BlueField 3 is not working

device: NVIDIA BlueField-3 B3210 P-Series FHHL DPU, 100GbE (default mode)

BlueField has been inaccessible since I rebooted the BlueField dpu (only dpu).

The following message occurs in the boot situation

[275604.216789] mlx5_core 0000:55:00.1: 63.008 Gb/s available PCIe bandwidth, limited by 8 GT/s x8 link at 0000:ae:00.0 (capable of 126.024 Gb/s with 16 GT/s x8 link)
[275624.187596] mlx5_core 0000:55:00.1: wait_fw_init:316:(pid 943): Waiting for FW initialization, timeout abort in 100s
[275644.152994] mlx5_core 0000:55:00.1: wait_fw_init:316:(pid 943): Waiting for FW initialization, timeout abort in 79s
[275664.118404] mlx5_core 0000:55:00.1: wait_fw_init:316:(pid 943): Waiting for FW initialization, timeout abort in 59s
[275684.083806] mlx5_core 0000:55:00.1: wait_fw_init:316:(pid 943): Waiting for FW initialization, timeout abort in 39s
[275704.049211] mlx5_core 0000:55:00.1: wait_fw_init:316:(pid 943): Waiting for FW initialization, timeout abort in 19s
[275723.954752] mlx5_core 0000:55:00.1: mlx5_function_setup:1237:(pid 943): Firmware over 120000 MS in pre-initializing state, aborting
[275723.968261] mlx5_core 0000:55:00.1: init_one:1813:(pid 943): mlx5_load_one failed with error code -16
[275723.978578] mlx5_core: probe of 0000:55:00.1 failed with error -16

So I’ve tried all the commands in the troubleshooting guide manual, but it doesn’t work.

  • sudo mlxconfig -d /dev/mst/ -y reset
  • sudo mlxconfig -d s LINK_TYPE_P1=2 LINK_TYPE_P2=2

When I checked the hardware connections with lshw it came up unclaimed

*-network:0 UNCLAIMED
       description: Ethernet controller
       product: MT43244 BlueField-3 integrated ConnectX-7 network controller
       vendor: Mellanox Technologies
       physical id: 0
       bus info: pci@0000:55:00.0
       version: 01
       width: 64 bits
       clock: 33MHz
       capabilities: pciexpress vpd msix pm cap_list
       configuration: latency=0
 *-network:1 UNCLAIMED
       description: Ethernet controller
       product: MT43244 BlueField-3 integrated ConnectX-7 network controller
       vendor: Mellanox Technologies
       physical id: 0.1
       bus info: pci@0000:55:00.1
       version: 01
       width: 64 bits
       clock: 33MHz
       capabilities: pciexpress vpd 

I did mlxfwreset after reading a bf2 post about unclaimed, but it didn’t work properly.
(Ref.
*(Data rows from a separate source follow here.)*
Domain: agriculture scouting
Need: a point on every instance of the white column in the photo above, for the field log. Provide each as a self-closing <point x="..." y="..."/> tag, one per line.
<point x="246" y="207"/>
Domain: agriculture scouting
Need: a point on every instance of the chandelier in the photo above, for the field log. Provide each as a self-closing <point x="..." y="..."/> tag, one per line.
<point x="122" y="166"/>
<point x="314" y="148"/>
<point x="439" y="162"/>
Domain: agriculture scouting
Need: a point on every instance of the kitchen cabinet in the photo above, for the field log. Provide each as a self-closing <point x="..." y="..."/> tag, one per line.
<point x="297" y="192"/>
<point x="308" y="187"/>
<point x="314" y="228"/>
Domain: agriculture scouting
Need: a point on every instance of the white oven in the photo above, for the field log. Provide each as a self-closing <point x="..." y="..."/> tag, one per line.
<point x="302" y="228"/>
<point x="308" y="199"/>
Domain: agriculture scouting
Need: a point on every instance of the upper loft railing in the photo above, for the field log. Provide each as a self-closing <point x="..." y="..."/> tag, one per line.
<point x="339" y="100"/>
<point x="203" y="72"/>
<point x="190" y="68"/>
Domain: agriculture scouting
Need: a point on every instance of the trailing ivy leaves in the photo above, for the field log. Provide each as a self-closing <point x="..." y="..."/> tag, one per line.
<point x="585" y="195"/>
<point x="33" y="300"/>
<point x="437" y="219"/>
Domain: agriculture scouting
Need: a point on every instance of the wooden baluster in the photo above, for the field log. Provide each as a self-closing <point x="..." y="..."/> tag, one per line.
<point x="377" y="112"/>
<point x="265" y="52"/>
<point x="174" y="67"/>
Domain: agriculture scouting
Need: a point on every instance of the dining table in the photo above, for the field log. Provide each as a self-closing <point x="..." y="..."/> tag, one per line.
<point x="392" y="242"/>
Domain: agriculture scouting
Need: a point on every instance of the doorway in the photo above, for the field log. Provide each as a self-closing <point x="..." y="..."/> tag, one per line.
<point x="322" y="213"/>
BF2 DPU shows "unclaimed")

host> sudo mlxfwreset -d /dev/mst/mt41692_pciconf0 -l 3 reset
Requested reset level for device, /dev/mst/mt41692_pciconf0:

3: Driver restart and PCI reset
Please be aware that resetting the Bluefield may take several minutes. Exiting the process in the middle of the waiting period will not halt the reset
Continue with reset?[y/N] y
-I- Sending Reset Command To Fw             -Done
Arm OS shut down in progress, the completion of the process may take several minutes.
-E- The PCI link is still up even after the expected time (360.0) seconds has passed. Exiting the process..

+)

  • Secure boot is disabled.
  • Ubuntu 22.04
  • DOCA Version is 2.5.0 (host, dpu)

How can I resolve the issue?

Hello juwon,

Thank you for posting your inquiry on the NVIDIA Developer Forum - Infrastructure and Networking - Section.
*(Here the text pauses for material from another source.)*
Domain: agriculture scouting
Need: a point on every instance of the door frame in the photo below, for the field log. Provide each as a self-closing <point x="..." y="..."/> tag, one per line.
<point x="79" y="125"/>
Please re-seat the adapter in the PCI bus. If the issue still occurs, you can open a RMA if the adapter is still under warranty or has valid support entitlement.

Thank you and regards,
~NVIDIA Networking Technical Support

This topic was automatically closed 14 days after the last reply. New replies are no longer allowed.